The things you talk about with the people that matter in your life are the air in your relationships. This seems a timely discussion in light of the conversations that are bound to take place in the next several weeks as our family structures, past and present, collide back into full view. We call them holidays. Give yourself a new gift this time – pay attention to what you say.

There is an extraordinary power and grace in calling a thing by its right name. This applies to oneself as much if not more than to a situation. It is the foundation for believing yourself. A few critical instructions are essential here – first, stop repeating or making up a story. Pretend that you are a reporter, objectively describing an event. Don’t attach the event to a lifelong history. Bear witness to it as a singular moment in time. Does this change the view? Experience a brief moment where judgment is suspended and we see with fresh eyes the people that we have known from our lifelong stories.

Try not to experience the world from the gut reactions that are so automatic that often they occur before we are even aware of our own feelings. Moving away from reaction requires time and space. The first response is the one that lives deep inside of you, that has been in memory since you had a memory. It might not be the thoughtful response that has grown in you over all these years of building a life of one’s own. A good way to create the time you need to develop a thoughtful response is to actually take a deep breath. Feel it going in and going out.
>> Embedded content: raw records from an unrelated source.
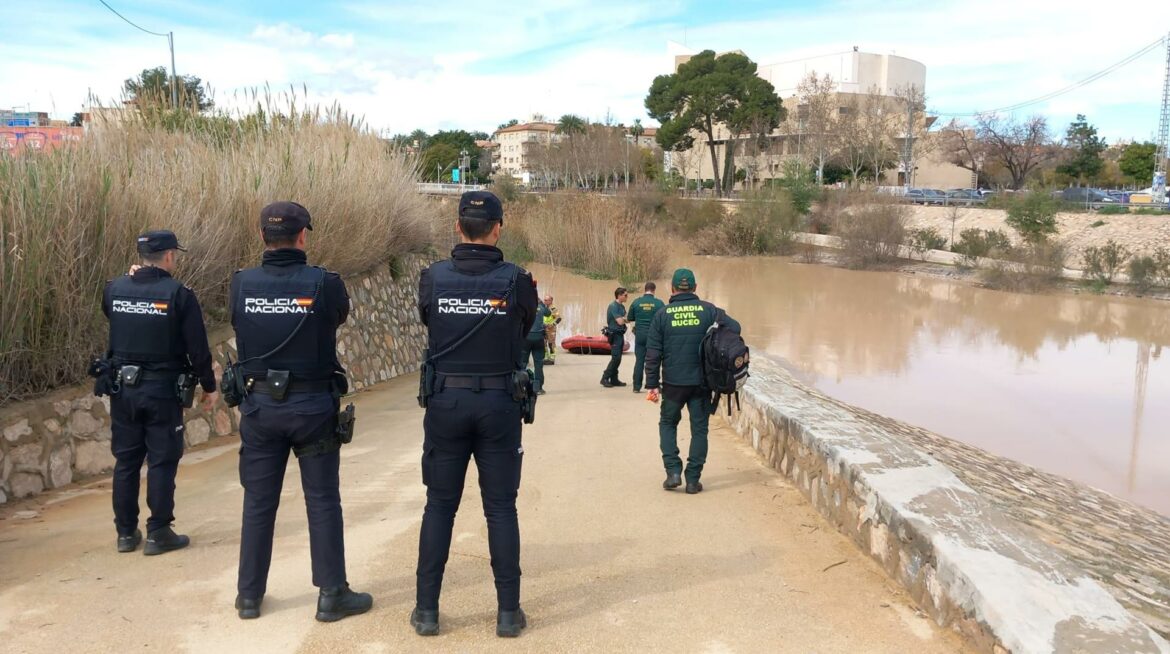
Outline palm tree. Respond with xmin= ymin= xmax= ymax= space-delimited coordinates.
xmin=557 ymin=113 xmax=585 ymax=184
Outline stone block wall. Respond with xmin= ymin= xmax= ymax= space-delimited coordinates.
xmin=0 ymin=256 xmax=429 ymax=504
xmin=730 ymin=357 xmax=1170 ymax=654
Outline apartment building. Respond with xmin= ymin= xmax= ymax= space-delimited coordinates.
xmin=670 ymin=48 xmax=971 ymax=188
xmin=491 ymin=121 xmax=560 ymax=178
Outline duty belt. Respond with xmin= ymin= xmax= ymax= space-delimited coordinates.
xmin=248 ymin=377 xmax=333 ymax=395
xmin=439 ymin=373 xmax=511 ymax=391
xmin=118 ymin=364 xmax=181 ymax=383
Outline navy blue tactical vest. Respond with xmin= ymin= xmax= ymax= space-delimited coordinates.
xmin=427 ymin=260 xmax=524 ymax=374
xmin=110 ymin=275 xmax=187 ymax=370
xmin=232 ymin=266 xmax=337 ymax=380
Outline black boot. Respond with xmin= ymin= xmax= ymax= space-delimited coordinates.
xmin=496 ymin=608 xmax=528 ymax=638
xmin=143 ymin=526 xmax=191 ymax=557
xmin=235 ymin=596 xmax=264 ymax=620
xmin=411 ymin=606 xmax=439 ymax=635
xmin=662 ymin=471 xmax=682 ymax=490
xmin=118 ymin=529 xmax=143 ymax=553
xmin=317 ymin=584 xmax=373 ymax=622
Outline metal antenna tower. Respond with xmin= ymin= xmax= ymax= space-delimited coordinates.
xmin=1151 ymin=34 xmax=1170 ymax=202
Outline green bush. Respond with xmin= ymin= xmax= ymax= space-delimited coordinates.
xmin=909 ymin=227 xmax=947 ymax=259
xmin=1152 ymin=246 xmax=1170 ymax=288
xmin=833 ymin=200 xmax=909 ymax=268
xmin=1081 ymin=239 xmax=1129 ymax=284
xmin=951 ymin=227 xmax=1012 ymax=259
xmin=659 ymin=198 xmax=723 ymax=239
xmin=980 ymin=241 xmax=1066 ymax=292
xmin=691 ymin=188 xmax=800 ymax=255
xmin=491 ymin=172 xmax=519 ymax=202
xmin=1005 ymin=191 xmax=1061 ymax=243
xmin=779 ymin=160 xmax=820 ymax=215
xmin=1127 ymin=254 xmax=1158 ymax=292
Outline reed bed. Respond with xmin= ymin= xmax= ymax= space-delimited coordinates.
xmin=0 ymin=95 xmax=438 ymax=402
xmin=502 ymin=194 xmax=670 ymax=282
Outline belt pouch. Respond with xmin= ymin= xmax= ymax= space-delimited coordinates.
xmin=118 ymin=365 xmax=143 ymax=386
xmin=264 ymin=370 xmax=289 ymax=401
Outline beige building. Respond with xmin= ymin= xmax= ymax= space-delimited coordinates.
xmin=491 ymin=121 xmax=560 ymax=177
xmin=669 ymin=48 xmax=971 ymax=188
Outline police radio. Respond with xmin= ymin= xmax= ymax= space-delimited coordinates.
xmin=220 ymin=277 xmax=325 ymax=407
xmin=419 ymin=268 xmax=519 ymax=408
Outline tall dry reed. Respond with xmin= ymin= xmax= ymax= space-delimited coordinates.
xmin=0 ymin=98 xmax=436 ymax=402
xmin=504 ymin=194 xmax=669 ymax=282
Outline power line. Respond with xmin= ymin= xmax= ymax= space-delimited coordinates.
xmin=97 ymin=0 xmax=171 ymax=37
xmin=932 ymin=36 xmax=1166 ymax=118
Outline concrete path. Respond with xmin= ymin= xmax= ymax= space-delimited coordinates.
xmin=0 ymin=354 xmax=968 ymax=654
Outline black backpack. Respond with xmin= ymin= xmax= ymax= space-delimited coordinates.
xmin=701 ymin=311 xmax=751 ymax=415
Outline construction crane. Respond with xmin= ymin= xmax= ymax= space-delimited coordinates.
xmin=1150 ymin=34 xmax=1170 ymax=204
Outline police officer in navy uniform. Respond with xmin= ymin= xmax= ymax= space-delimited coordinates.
xmin=411 ymin=191 xmax=537 ymax=636
xmin=230 ymin=202 xmax=373 ymax=622
xmin=102 ymin=230 xmax=215 ymax=555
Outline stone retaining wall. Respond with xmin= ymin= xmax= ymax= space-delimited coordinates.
xmin=731 ymin=357 xmax=1170 ymax=654
xmin=0 ymin=256 xmax=427 ymax=504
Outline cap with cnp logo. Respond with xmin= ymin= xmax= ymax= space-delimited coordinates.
xmin=260 ymin=202 xmax=312 ymax=235
xmin=670 ymin=268 xmax=695 ymax=290
xmin=459 ymin=191 xmax=504 ymax=222
xmin=138 ymin=229 xmax=187 ymax=254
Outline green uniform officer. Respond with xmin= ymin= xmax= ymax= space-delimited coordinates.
xmin=601 ymin=287 xmax=629 ymax=388
xmin=646 ymin=268 xmax=739 ymax=495
xmin=524 ymin=302 xmax=549 ymax=395
xmin=626 ymin=282 xmax=665 ymax=393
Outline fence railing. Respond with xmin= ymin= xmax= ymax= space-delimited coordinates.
xmin=419 ymin=181 xmax=484 ymax=195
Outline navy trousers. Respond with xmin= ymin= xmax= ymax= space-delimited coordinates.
xmin=238 ymin=393 xmax=346 ymax=599
xmin=417 ymin=388 xmax=524 ymax=611
xmin=110 ymin=380 xmax=184 ymax=536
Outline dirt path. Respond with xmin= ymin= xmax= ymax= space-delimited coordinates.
xmin=0 ymin=354 xmax=965 ymax=654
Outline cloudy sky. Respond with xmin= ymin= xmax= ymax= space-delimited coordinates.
xmin=0 ymin=0 xmax=1170 ymax=142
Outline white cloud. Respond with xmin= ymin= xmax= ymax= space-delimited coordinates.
xmin=0 ymin=0 xmax=1170 ymax=139
xmin=321 ymin=34 xmax=356 ymax=49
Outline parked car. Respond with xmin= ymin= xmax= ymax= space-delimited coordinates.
xmin=906 ymin=188 xmax=947 ymax=205
xmin=1060 ymin=186 xmax=1117 ymax=205
xmin=947 ymin=188 xmax=983 ymax=205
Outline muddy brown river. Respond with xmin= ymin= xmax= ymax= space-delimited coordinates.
xmin=531 ymin=257 xmax=1170 ymax=515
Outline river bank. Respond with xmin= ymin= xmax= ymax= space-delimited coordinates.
xmin=0 ymin=354 xmax=977 ymax=654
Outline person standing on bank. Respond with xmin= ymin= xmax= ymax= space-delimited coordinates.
xmin=524 ymin=294 xmax=551 ymax=395
xmin=626 ymin=282 xmax=665 ymax=393
xmin=646 ymin=268 xmax=739 ymax=495
xmin=601 ymin=287 xmax=629 ymax=388
xmin=100 ymin=230 xmax=216 ymax=555
xmin=544 ymin=295 xmax=560 ymax=365
xmin=411 ymin=191 xmax=541 ymax=638
xmin=230 ymin=202 xmax=373 ymax=622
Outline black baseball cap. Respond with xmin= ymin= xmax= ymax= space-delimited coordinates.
xmin=260 ymin=201 xmax=312 ymax=236
xmin=459 ymin=191 xmax=504 ymax=222
xmin=138 ymin=229 xmax=187 ymax=254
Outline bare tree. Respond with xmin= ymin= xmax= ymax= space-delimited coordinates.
xmin=894 ymin=84 xmax=934 ymax=186
xmin=938 ymin=119 xmax=987 ymax=182
xmin=860 ymin=87 xmax=900 ymax=186
xmin=975 ymin=113 xmax=1055 ymax=191
xmin=797 ymin=71 xmax=838 ymax=185
xmin=837 ymin=95 xmax=867 ymax=186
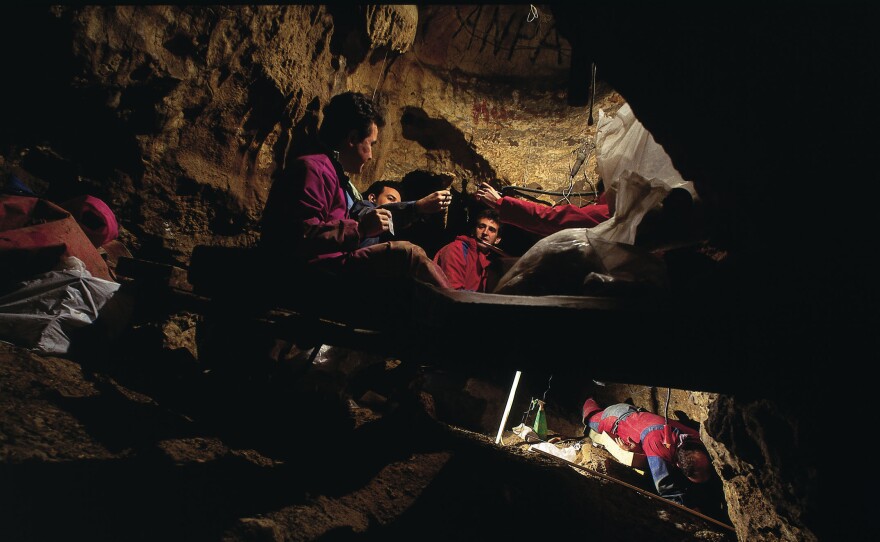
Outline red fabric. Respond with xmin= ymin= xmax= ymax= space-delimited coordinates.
xmin=261 ymin=154 xmax=449 ymax=288
xmin=434 ymin=235 xmax=490 ymax=292
xmin=61 ymin=196 xmax=119 ymax=247
xmin=599 ymin=412 xmax=700 ymax=464
xmin=0 ymin=195 xmax=112 ymax=280
xmin=582 ymin=397 xmax=603 ymax=423
xmin=498 ymin=193 xmax=611 ymax=237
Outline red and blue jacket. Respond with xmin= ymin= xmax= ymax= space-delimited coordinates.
xmin=584 ymin=399 xmax=700 ymax=504
xmin=434 ymin=235 xmax=491 ymax=292
xmin=498 ymin=192 xmax=611 ymax=237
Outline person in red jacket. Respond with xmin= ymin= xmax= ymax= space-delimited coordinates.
xmin=476 ymin=182 xmax=611 ymax=237
xmin=260 ymin=92 xmax=448 ymax=287
xmin=434 ymin=209 xmax=501 ymax=292
xmin=583 ymin=398 xmax=712 ymax=506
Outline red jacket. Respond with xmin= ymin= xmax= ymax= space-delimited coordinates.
xmin=434 ymin=235 xmax=490 ymax=292
xmin=584 ymin=399 xmax=700 ymax=504
xmin=498 ymin=193 xmax=611 ymax=237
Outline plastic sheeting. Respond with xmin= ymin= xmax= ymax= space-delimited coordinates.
xmin=0 ymin=257 xmax=120 ymax=354
xmin=494 ymin=104 xmax=696 ymax=295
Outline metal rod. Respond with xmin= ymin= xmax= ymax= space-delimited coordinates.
xmin=529 ymin=447 xmax=736 ymax=532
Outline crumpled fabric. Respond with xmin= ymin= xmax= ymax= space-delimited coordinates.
xmin=0 ymin=257 xmax=120 ymax=354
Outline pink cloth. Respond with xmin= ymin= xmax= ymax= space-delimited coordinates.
xmin=61 ymin=196 xmax=119 ymax=247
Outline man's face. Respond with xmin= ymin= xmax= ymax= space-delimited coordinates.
xmin=367 ymin=186 xmax=400 ymax=207
xmin=474 ymin=218 xmax=501 ymax=245
xmin=339 ymin=123 xmax=379 ymax=175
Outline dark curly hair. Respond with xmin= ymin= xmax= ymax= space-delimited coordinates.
xmin=675 ymin=439 xmax=709 ymax=478
xmin=318 ymin=92 xmax=385 ymax=150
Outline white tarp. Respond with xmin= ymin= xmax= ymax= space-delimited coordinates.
xmin=0 ymin=257 xmax=120 ymax=354
xmin=495 ymin=104 xmax=696 ymax=295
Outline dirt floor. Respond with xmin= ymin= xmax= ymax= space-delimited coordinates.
xmin=0 ymin=344 xmax=736 ymax=541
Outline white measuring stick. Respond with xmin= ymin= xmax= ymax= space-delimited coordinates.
xmin=495 ymin=371 xmax=522 ymax=444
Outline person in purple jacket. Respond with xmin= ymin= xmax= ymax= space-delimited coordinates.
xmin=434 ymin=209 xmax=501 ymax=292
xmin=260 ymin=92 xmax=449 ymax=288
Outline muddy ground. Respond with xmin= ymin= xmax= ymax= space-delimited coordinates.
xmin=0 ymin=338 xmax=736 ymax=541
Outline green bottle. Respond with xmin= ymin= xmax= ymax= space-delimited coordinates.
xmin=532 ymin=399 xmax=547 ymax=439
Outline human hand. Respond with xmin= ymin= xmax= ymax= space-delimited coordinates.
xmin=360 ymin=208 xmax=391 ymax=237
xmin=416 ymin=190 xmax=452 ymax=215
xmin=477 ymin=182 xmax=501 ymax=209
xmin=614 ymin=437 xmax=639 ymax=452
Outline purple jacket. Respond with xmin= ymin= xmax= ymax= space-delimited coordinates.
xmin=261 ymin=154 xmax=361 ymax=262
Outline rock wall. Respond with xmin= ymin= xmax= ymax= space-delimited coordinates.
xmin=0 ymin=5 xmax=813 ymax=540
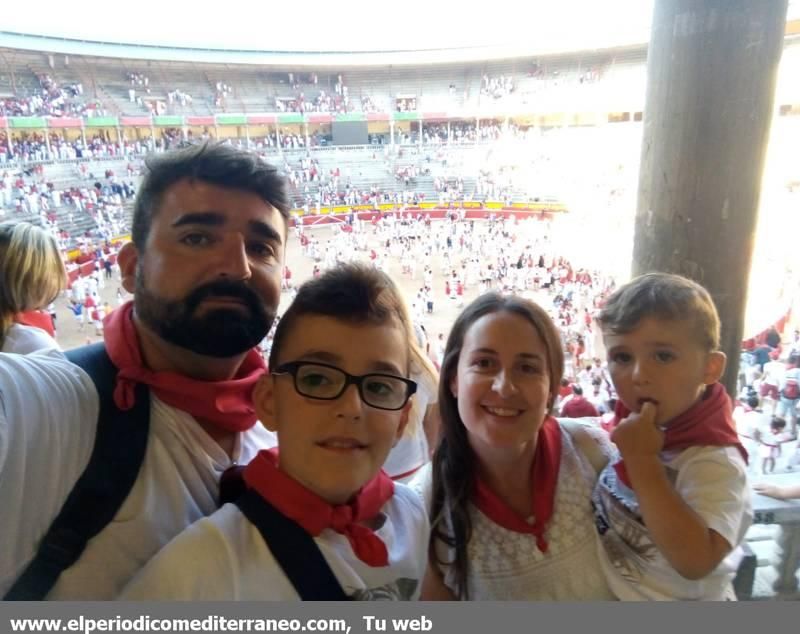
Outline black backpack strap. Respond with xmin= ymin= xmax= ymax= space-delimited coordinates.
xmin=236 ymin=489 xmax=350 ymax=601
xmin=3 ymin=343 xmax=150 ymax=601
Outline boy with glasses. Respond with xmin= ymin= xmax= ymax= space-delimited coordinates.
xmin=122 ymin=265 xmax=429 ymax=600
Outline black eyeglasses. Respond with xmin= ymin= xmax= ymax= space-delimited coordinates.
xmin=272 ymin=361 xmax=417 ymax=411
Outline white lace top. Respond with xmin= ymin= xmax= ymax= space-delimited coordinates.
xmin=414 ymin=427 xmax=614 ymax=601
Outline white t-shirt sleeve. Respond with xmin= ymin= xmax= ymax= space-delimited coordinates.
xmin=3 ymin=324 xmax=61 ymax=354
xmin=675 ymin=447 xmax=753 ymax=547
xmin=0 ymin=349 xmax=99 ymax=595
xmin=119 ymin=507 xmax=239 ymax=601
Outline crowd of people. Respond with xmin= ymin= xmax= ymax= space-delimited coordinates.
xmin=0 ymin=144 xmax=794 ymax=601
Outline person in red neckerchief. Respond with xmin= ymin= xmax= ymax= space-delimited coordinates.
xmin=594 ymin=273 xmax=753 ymax=600
xmin=412 ymin=293 xmax=613 ymax=601
xmin=0 ymin=222 xmax=67 ymax=354
xmin=0 ymin=144 xmax=290 ymax=600
xmin=122 ymin=264 xmax=429 ymax=601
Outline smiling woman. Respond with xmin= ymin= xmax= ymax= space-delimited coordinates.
xmin=413 ymin=293 xmax=613 ymax=601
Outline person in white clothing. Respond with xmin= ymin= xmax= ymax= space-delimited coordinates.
xmin=412 ymin=293 xmax=614 ymax=601
xmin=0 ymin=144 xmax=289 ymax=600
xmin=593 ymin=273 xmax=753 ymax=601
xmin=0 ymin=222 xmax=67 ymax=354
xmin=121 ymin=264 xmax=429 ymax=601
xmin=383 ymin=323 xmax=439 ymax=484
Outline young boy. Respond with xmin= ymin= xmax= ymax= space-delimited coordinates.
xmin=122 ymin=265 xmax=429 ymax=600
xmin=593 ymin=273 xmax=752 ymax=600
Remarkable what can change internally with even three small breaths.

If your relationship to your partner feels fragile, or for that matter if your relationship to yourself feels fragile, make agreements before you enter the larger conversations about what you believe about love. This is LOVE in the largest sense – because if you are walking into a conversation where family does not have a shared definition of LOVE, then it is easy to quickly feel lost and alone. This is fertile ground for losing connection to one’s own beliefs, or the connection to your partner, or worse still to yourself. Keeping your agreements about LOVE, with yourself and your partner, will not only transform the larger conversation at the dinner table, it could even release the story line long enough to enjoy the company through dessert.

Trust me that we teach what we most need to learn, and the next several weeks will give me many opportunities to practice these skills. I know that this will be practice, and at moments will feel successful and at others, a total mess. My husband and I already have engineered a schedule of physical bonding to keep our conversations true. It is a good agreement to make before the conversation gets too difficult.